Editorial
Extinction is nowhere and everywhere at the same time, as it becomes a part of our doomcore era.
Extinction is real, even if it needs to make itself happen. Some cognitive infrastructures don’t have the capacity to price extinction in their models, while others empty its meaning by making it yet another political concept.
Extinction has its own “temporal in-between, the smallest memory buffers and signal delays”.[1] Similarly to the eternal drift between capitalism and its models, it has the capacity for both self-affirmation and self-transformation.
Extinction is virtual and not actual, i.e. something that has to remain in the state of an open secret. Its potentiality is a thing of disputation, a paraconsistent fact oscillating between truth and falsity.
Extinction is an elusive concept. It has the kind of generality and all-encompassiveness that doesn’t really help us understand (or confront) it. For some, extinction has already happened, as time has ended in the heat death of the universe.
Extinction is a plural and not a singular phenomenon, so there will never be one true (or complete) extinction. Rather, extinction becomes a criterion for what we are prepared to let go extinct or what kind of extinction we are preparing for; what kind of path-dependency we are making a reality of.

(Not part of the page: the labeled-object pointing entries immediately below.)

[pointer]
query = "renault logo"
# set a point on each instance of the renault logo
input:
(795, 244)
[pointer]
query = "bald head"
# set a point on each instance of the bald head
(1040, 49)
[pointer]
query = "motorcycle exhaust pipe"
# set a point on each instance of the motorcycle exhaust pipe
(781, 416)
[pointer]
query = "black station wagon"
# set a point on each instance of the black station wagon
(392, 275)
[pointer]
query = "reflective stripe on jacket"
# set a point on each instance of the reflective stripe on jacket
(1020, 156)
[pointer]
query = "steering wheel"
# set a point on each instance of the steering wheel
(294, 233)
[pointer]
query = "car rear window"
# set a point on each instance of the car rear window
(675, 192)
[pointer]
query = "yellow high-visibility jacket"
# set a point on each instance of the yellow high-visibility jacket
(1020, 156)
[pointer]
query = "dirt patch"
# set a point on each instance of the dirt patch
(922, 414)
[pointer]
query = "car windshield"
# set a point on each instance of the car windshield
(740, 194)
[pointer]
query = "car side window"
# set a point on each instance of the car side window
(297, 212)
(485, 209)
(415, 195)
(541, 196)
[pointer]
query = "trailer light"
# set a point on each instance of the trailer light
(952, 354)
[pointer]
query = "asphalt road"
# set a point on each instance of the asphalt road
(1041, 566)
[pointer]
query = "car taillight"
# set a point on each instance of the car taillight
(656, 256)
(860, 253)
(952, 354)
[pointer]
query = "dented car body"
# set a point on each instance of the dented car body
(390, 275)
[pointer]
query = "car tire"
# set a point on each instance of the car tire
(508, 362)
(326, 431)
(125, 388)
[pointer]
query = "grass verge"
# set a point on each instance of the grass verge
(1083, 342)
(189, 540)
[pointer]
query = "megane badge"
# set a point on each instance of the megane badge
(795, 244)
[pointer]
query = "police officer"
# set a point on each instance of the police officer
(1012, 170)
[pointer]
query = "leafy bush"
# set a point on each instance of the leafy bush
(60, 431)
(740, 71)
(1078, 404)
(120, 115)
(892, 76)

Extinction leads to further materialisation of thought and our conceptual scaffoldings. It’s the new king of the outside that showcases why the distinction between a map and the territory is a thing of the past. Extinction is the meta-narrative we are after, but it never tells us what to make of it or what to do next.
Extinction and its adversaries strive for implementation by engaging in an unending battle between mind and matter, energy and information—a game of encoding and its repeated randomisation (i.e. dissipation). Fighting extinction is a process where pattern has to become matter or “where pattern and matter [finally] meet”.[2]
Extinction is itself a form of computation that takes place as humanity is computing and embedding itself in a perpetual rush. It laughs in the face of universal limitations, at the fact that Turing machines are not primarily mathematical (or computational) but physical limits,[3] and/or at such attempts at an exodus from definite end(s).
Extinction is a form of a race to the end, an arms race that cannot find its Nash’s equilibrium. Prolonging extinction means producing an artificial world where time has not ended; where computation hasn’t halted yet. A cut in time by making our thoughts compute a time to come.
Extinction is, simply, time immanentisation at the precise moment when humanity learns to become a chronopoietic machine. Extinction is an end of transcendent time, since time now literally counts. “Can what is playing you make it to Level 2?”[4]
Extinction and its models are a form of time manipulation where the future is destined to come and bite us from behind. Since extinction is a future phenomenon, our models can only be (and come) from the future, thus leaving us in a state of nervous reality testing (with world simulations of varying quality).
Extinction amounts to the primacy of the future upon the present and the past, and is thus not simply a physical fact (or a limit), but a speculative chance for a new reality to happen. Extinction is nothing more than experimentation with time, a new kind of reality cone destined to happen (or go under the radar for aeons to come).
Extinction makes it possible to think about (possible) futures as objects for further reflection and operationalisation. It reverses the primacy of explicit reasoning and what these models are saying in favour of implicit (meta-logical) considerations;[5]
what actually counts, then, is the toolbox of our models. Extinction is, fundamentally, a problem to be solved and that has to be solved at different levels, not least in the deep time of our posthuman horizons.